B3 atinge a marca de 4 milhões de contas de pessoas físicas em outubro

Com 1,1 milhão de contas de mulheres e 2,9 milhões de homens, o valor em custódia da pessoa física é de R$ 490 bilhões

Investidores observam painel no prédio da Bolsa de Valores em São Paulo
Pessoas observam painel eletrônico da da Bolsa de Valores, com gráfico do Ibovespa (Foto: Marco Ankosqui/Agência O Globo)

Pontos-chave

  • A diversificação é uma característica que tem se tornado cada vez mais recorrente na carteira dos investidores
  • O Certificado de Depósito Bancário (CDB) é o principal produto de renda fixa na carteira de investimento da pessoa física
  • o perfil de gênero dos investidores em Tesouro Direto mudou consideravelmente ao longo dos anos, com um aumento de 16% na participação das mulheres quando comparado a 2013

A B3, a Bolsa de Valores brasileira, bateu a marca histórica de 4 milhões de contas de pessoas físicas em renda variável em outubro. Em número de CPFs, os investidores somam 3,4 milhões. A diferença se dá pelo fato de uma mesma pessoa poder ter conta em diversas corretoras. O valor em custódia da pessoa física é de R$ 490 bilhões.

“Com o crescimento de abertura de contas em mais de um intermediário também passamos a divulgar, há alguns meses, o número de CPFs. É um termômetro mais preciso para avaliar a real tendência do comportamento do brasileiro em um cenário de alta da taxa de juros e grande volatilidade”, diz Felipe Paiva, diretor de Relacionamento com Clientes e Pessoa Física da B3.
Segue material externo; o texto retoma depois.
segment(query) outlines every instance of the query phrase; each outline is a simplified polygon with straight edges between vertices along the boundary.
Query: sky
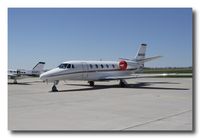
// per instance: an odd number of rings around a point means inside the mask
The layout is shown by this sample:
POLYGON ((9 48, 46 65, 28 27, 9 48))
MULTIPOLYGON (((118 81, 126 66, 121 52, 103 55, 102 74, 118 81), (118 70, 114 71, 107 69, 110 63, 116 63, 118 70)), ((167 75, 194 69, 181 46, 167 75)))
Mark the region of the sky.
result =
POLYGON ((141 43, 146 67, 192 66, 191 8, 9 8, 8 68, 46 68, 68 60, 134 58, 141 43))

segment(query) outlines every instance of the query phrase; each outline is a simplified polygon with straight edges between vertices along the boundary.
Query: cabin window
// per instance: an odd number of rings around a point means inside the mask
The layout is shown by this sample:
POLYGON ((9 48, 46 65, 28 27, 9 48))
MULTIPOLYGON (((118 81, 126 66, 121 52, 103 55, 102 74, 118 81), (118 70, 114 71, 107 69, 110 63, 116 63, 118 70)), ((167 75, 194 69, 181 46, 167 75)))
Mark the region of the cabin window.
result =
POLYGON ((103 69, 103 65, 101 64, 101 68, 103 69))
POLYGON ((74 69, 74 65, 72 64, 72 68, 74 69))
POLYGON ((92 69, 92 67, 93 67, 92 64, 90 64, 90 68, 91 68, 91 69, 92 69))
POLYGON ((71 68, 71 64, 68 64, 67 68, 71 68))
POLYGON ((97 65, 97 64, 95 64, 95 66, 96 66, 96 68, 98 69, 98 65, 97 65))
POLYGON ((108 64, 106 64, 106 67, 109 68, 108 64))
POLYGON ((112 67, 113 67, 113 68, 115 68, 115 65, 114 65, 114 64, 112 64, 112 67))

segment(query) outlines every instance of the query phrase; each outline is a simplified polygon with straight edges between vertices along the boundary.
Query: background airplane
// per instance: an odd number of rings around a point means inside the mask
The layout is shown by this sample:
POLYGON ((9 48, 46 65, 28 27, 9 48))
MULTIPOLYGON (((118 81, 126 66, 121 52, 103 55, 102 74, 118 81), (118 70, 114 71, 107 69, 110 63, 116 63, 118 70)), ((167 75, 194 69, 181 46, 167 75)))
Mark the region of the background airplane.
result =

Segundo os dados divulgados pela B3, o número de investidores em ações cresceu 26% nos últimos 12 meses, considerando o período de setembro de 2020 a setembro de 2021. A maior parte dos novos investidores (48%) entra no mercado de renda variável na faixa de 25 a 39 anos. A faixa entre 19 e 24 anos está na sequência, com 24% dos novos investidores. “Isso traz mais cores para a mudança geracional que temos observado desde 2019”, diz Paiva.

Mais diversificados

A diversificação é uma característica que tem se tornado cada vez mais recorrente na carteira dos investidores. Em 2016, 78% das pessoas físicas detinham apenas ações em seus portfólios. Em 2021, esse número caiu para 49%.
“O que estamos vendo é que, cada vez mais, os investidores possuem uma combinação de ações com outros produtos de bolsa, trazendo para a prática o conceito da diversificação de carteira”, aponta o diretor da B3.

Observa-se, também, a diversificação dos investidores nos tickers negociados. Em 2016, 39% dos investidores pessoas física possuíam apenas 1 ativo em carteira, hoje, esse número caiu para 21%. Isso significa que um a cada dois investidores possui mais de 5 tickers na carteira.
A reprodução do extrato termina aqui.